You have the right to request, no more than twice in a twelve-month period, for any of the following:

  1. Categories of personal information collected, including:

   a. categories of sources from which personal information was collected;    b. business or commercial purposes for collecting, selling, or sharing personal information;    c. categories of third parties to which we disclose personal information;    d. categories of personal information that we sold, and for each category identified, the categories of third parties to which we sold that particular category of personal information;    e. categories of personal information that we disclosed for a business purpose, and for each category identified, the categories of third parties to which we disclosed that particular category of personal information.

  1. Specific pieces of personal Information we have collected.

To make a request for any of the information set forth above (a “Request to Know”), please submit a verifiable consumer request pursuant to the instructions below. We will acknowledge your request within ten (10) business days, and will attempt to respond substantively within forty-five (45) days. If we need additional time, we will let you know. If we deny your request, we will explain the reasons in our response and, if applicable, will provide guidance on how to cure deficiencies in your request. You can submit a request to access your personal information by:        

  • Calling – 1.877.737.2363          • Emailing – yourprivacyrights@sephora.com

 B. Right to Request Deletion of Personal Information

You have the right to request the deletion of your personal information collected, or maintained by us, subject to certain exceptions permitted by law. To make a request to delete, please submit a verifiable consumer request pursuant to the instructions below. We will acknowledge your request within ten (10) business days, and will attempt to respond substantively within forty-five (45) days. If we need additional time, we will let you know. You can submit a request to delete your personal information by:         

• Calling – 1.877.737.2363          • Emailing – yourprivacyrights@sephora.com

C. Right to Request Correction of Personal Information

You have the right to request the correction of your personal information collected, or maintained by us (“Request to Correction”), subject to certain exceptions permitted by law. To make a request to correct, please submit a verifiable consumer request pursuant to the instructions below. We will acknowledge your request within ten (10) business days and will attempt to respond substantively within forty-five (45) days.

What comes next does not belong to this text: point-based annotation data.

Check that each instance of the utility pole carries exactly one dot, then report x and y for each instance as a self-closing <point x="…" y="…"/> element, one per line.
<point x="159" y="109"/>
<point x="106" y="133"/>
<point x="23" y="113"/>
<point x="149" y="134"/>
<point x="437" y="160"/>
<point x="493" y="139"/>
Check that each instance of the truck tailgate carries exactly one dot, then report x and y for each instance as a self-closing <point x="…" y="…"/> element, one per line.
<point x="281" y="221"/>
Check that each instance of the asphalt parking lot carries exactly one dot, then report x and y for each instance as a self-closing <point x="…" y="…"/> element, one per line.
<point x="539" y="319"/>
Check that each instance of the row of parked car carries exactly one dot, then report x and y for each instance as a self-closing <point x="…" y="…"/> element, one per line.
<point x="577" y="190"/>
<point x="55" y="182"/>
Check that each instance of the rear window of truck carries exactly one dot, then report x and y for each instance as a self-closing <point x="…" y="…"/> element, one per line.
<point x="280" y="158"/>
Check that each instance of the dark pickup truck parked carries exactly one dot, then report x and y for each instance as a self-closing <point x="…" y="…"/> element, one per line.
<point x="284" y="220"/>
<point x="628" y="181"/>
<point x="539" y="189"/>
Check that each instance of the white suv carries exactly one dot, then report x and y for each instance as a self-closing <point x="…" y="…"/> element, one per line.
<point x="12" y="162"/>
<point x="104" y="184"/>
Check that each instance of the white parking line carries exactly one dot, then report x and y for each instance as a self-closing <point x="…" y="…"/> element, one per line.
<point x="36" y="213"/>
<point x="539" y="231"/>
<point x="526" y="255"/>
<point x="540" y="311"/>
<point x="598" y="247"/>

If we need additional time, we will let you know. You can submit a request to correct your personal information by:         

• Logging in to the Sephora Employee Site, going to “Options”, then “My Profile”, and click “Update the Information”.          • Calling – 1.877.737.2363          • Emailing – yourprivacyrights@sephora.com

 D. Right to Limit Use and Disclosure of Sensitive Personal Information

The CCPA gives California residents the right to limit uses of sensitive personal information, such as a race and ethnicity data, to certain uses set forth under the CCPA. Sephora does not use your sensitive personal information to infer characteristics about you, or beyond those permitted purposes, including to provide our goods and services, or as needed to ensure security and integrity; to prevent fraud or illegal activity; for physical safety; for short-term, transient use, including for non-personalized advertising; to perform services on behalf of the business; and to verify or maintain the quality or safety of a service or device owned, manufactured, manufactured for, or controlled by us, and to improve, upgrade, or enhance such services or devices. Therefore, Sephora does not treat any sensitive personal information collected as subject to a “Limit the Use and Disclosure of My Personal Information” request.

E. Right to Opt-out of Sale of Personal Information

Sephora does not “sell” or “share” personal information it collects about its employees, or personal information collected from the Employee Site.

F. Right to Non-Discrimination

You have the right to not receive discriminatory treatment for exercising your CCPA privacy rights. We do not discriminate against California residents who exercise any of their rights described in our Employee Privacy Policy.